Now's not the time to get side-tracked by side issues
Date Posted: October 27 2000
For the Nov. 7 general election, building trades unions and the rest of organized labor are endorsing Al Gore for U.S. President, Debbie Stabenow for U.S. Senator, and a whole host of other candidates who have a record or have pledged to stand up for working men and women.
The endorsements aren't made without due consideration, nor are they being offered to our readers as a mandate or as any other type of directive that demands your vote one way or another.
Of course, when you send in your absentee ballot or mark your ballot at your polling place, you have the free will to do exactly what you want to do, and that's the wonderful thing about the American electoral process.
You may make your vote based on a candidate's position on gun control, abortion, or simply because one candidate or another has whiny voice or comes off as being too aggressive. But from your union's viewpoint, candidates are endorsed and recommended to our members based on what they've done while in office, or based on what they pledge they will do if they get into office.
Unions endorse candidates based on their positions on issues that directly affect construction workers' health, welfare and safety. The questions union leaders ask are, do the candidates support fair wages, especially prevailing wage? Do they support strong health and safety laws? Do they support Social Security, Medicare and health programs that are fair to working class people?
In making endorsements based on this criteria, unions are fulfilling the role that defined them when unions were first formed. Unions fought for, and won, the eight-hour work day, safety laws, health insurance and pension benefits. It has been the historic role of unions to fight for the basic needs of workers.
Today, especially in Michigan, those basic needs are threatened. The influence of large corporations in the political process is threatening the rights of working people and the very existence of unions. Virtually all of the endorsees that you will find on Page 7 of this issue are Democrats, and there's a good reason for that. Under the Republican dominated state government over the past few years, MIOSHA has been under-funded, Workers' Compensation laws have been adopted that favor insurance companies, Unemployment Insurance benefits have been slashed, and the state prevailing wage law seems to be hanging by a thread.

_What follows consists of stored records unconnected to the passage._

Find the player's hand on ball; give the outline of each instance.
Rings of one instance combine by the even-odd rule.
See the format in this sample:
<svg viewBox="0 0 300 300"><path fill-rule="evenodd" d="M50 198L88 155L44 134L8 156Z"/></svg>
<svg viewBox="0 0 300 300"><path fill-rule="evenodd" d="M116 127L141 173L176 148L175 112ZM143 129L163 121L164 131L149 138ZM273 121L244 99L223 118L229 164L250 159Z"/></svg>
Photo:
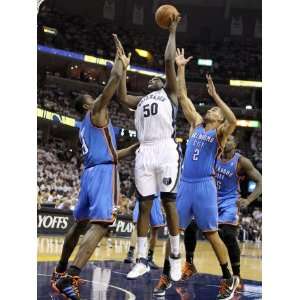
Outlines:
<svg viewBox="0 0 300 300"><path fill-rule="evenodd" d="M207 79L206 87L207 87L208 94L211 97L215 97L217 95L217 91L211 76L209 74L206 74L206 79Z"/></svg>
<svg viewBox="0 0 300 300"><path fill-rule="evenodd" d="M180 22L180 20L181 20L181 16L180 15L172 16L171 17L171 24L169 26L169 31L170 32L175 32L176 31L177 25Z"/></svg>
<svg viewBox="0 0 300 300"><path fill-rule="evenodd" d="M246 208L249 204L250 204L250 202L248 199L240 198L238 200L238 207L241 209Z"/></svg>
<svg viewBox="0 0 300 300"><path fill-rule="evenodd" d="M182 48L180 51L180 49L177 48L175 61L176 61L176 64L178 67L185 66L192 58L193 58L193 56L185 58L184 57L184 49Z"/></svg>

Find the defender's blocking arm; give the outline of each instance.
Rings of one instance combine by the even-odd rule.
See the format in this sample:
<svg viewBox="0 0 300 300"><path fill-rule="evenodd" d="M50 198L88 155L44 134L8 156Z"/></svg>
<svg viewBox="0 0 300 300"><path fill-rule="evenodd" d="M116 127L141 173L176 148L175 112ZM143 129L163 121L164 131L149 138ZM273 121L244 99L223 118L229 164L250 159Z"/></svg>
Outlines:
<svg viewBox="0 0 300 300"><path fill-rule="evenodd" d="M180 16L172 20L169 27L169 39L165 50L165 72L166 72L166 89L170 93L171 100L174 104L177 103L177 88L176 88L176 71L175 71L175 57L176 57L176 29Z"/></svg>
<svg viewBox="0 0 300 300"><path fill-rule="evenodd" d="M220 137L220 141L222 144L225 144L227 137L233 133L237 120L229 106L218 95L211 76L206 75L206 79L208 93L213 98L217 106L222 110L225 118L225 122L218 128L218 136Z"/></svg>
<svg viewBox="0 0 300 300"><path fill-rule="evenodd" d="M128 56L126 56L123 45L121 44L118 37L116 37L116 43L118 45L118 48L121 50L121 54L122 54L121 60L124 66L124 71L122 73L121 81L117 89L117 99L121 104L124 104L129 108L136 109L141 97L127 95L127 87L126 87L127 67L130 64L131 53L129 52Z"/></svg>
<svg viewBox="0 0 300 300"><path fill-rule="evenodd" d="M185 65L193 58L184 58L184 49L177 49L176 52L176 64L178 66L177 75L178 75L178 100L182 107L183 114L191 126L191 131L194 128L203 122L201 115L196 111L194 104L191 99L187 96L187 89L185 83Z"/></svg>
<svg viewBox="0 0 300 300"><path fill-rule="evenodd" d="M114 95L122 76L122 72L123 72L123 63L121 60L122 53L121 53L121 49L116 43L116 35L114 34L113 37L116 45L115 63L111 70L108 82L102 91L102 94L100 94L96 99L96 102L93 107L93 112L92 112L93 115L96 115L103 108L109 105L111 98Z"/></svg>
<svg viewBox="0 0 300 300"><path fill-rule="evenodd" d="M240 164L240 171L256 183L254 191L247 197L247 199L241 199L239 201L240 207L244 208L261 195L262 176L260 172L253 166L252 162L248 158L241 156L239 160L239 164Z"/></svg>
<svg viewBox="0 0 300 300"><path fill-rule="evenodd" d="M117 150L118 160L134 154L135 150L140 146L139 143L135 143L127 148Z"/></svg>

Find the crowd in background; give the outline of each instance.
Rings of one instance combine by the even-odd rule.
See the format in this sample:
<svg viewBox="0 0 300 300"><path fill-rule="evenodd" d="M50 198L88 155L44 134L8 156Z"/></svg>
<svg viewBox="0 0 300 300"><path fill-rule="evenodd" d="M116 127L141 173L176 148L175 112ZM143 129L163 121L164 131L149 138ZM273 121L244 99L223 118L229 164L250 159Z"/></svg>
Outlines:
<svg viewBox="0 0 300 300"><path fill-rule="evenodd" d="M126 51L133 54L133 64L161 71L164 68L164 35L153 35L137 29L126 30L103 20L93 23L83 16L70 16L46 7L39 14L38 25L39 44L106 59L113 59L115 56L111 34L118 33ZM43 26L55 28L57 35L45 34ZM213 66L209 68L199 68L196 60L188 64L188 77L199 77L209 70L216 80L261 80L261 44L257 40L235 41L226 37L222 42L209 44L186 40L181 47L185 48L188 55L213 59ZM152 59L146 60L138 56L134 52L135 48L150 51Z"/></svg>
<svg viewBox="0 0 300 300"><path fill-rule="evenodd" d="M116 32L126 51L133 53L132 64L163 71L165 36L149 35L136 29L125 30L114 23L107 23L107 21L99 21L95 24L82 16L69 16L62 11L49 8L44 8L40 12L38 26L39 44L107 59L113 59L115 56L111 34ZM45 34L42 26L55 28L57 34ZM187 76L191 79L193 77L204 78L205 73L209 71L215 80L220 81L233 78L261 80L261 46L257 41L236 42L230 38L224 38L222 42L211 42L204 45L201 42L187 40L181 46L185 48L188 55L212 58L214 61L213 66L209 69L199 68L196 61L188 64ZM153 59L147 61L139 57L135 54L134 48L147 49L151 52ZM59 72L52 75L61 76ZM67 74L66 77L68 76L70 75ZM90 80L90 77L84 72L77 79L84 82L95 81L93 78ZM76 96L83 92L85 91L80 88L66 91L57 84L43 83L38 86L37 104L38 107L48 111L79 119L80 116L75 111L73 103ZM189 96L197 105L200 102L201 105L208 105L211 104L211 100L206 94L206 91L200 92L196 89L191 91ZM243 108L245 103L249 102L251 95L247 89L244 89L239 96L232 95L228 89L228 94L222 94L222 97L231 107ZM260 108L260 105L258 104L257 108ZM114 126L135 129L132 113L125 111L115 99L112 100L109 110ZM188 124L179 110L177 136L186 139L188 130ZM251 131L237 129L235 135L238 136L239 150L250 158L255 167L261 171L261 129L251 129ZM123 136L122 141L122 143L118 143L119 148L133 142L128 135ZM37 159L38 206L50 205L59 209L73 210L78 198L80 173L83 169L79 147L71 145L68 140L56 138L39 129ZM133 157L125 158L120 161L119 165L119 212L121 214L130 215L135 203L133 159ZM240 223L240 240L261 240L261 209L246 209L240 215Z"/></svg>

Republicans have been trying to get away with similar anti-labor legislation in Washington D.C.
Those are the health, welfare and wage issues that organized labor is fighting for, and Republicans are fighting against. Democrats are with us on those issues, and if Dems can win the U.S. presidency, win back control of the state House and U.S. House, get the endorsed candidates on the Michigan Supreme Court into office, some balance can be restored to our political world.
You can make a difference by casting your ballot for union-endorsed candidates.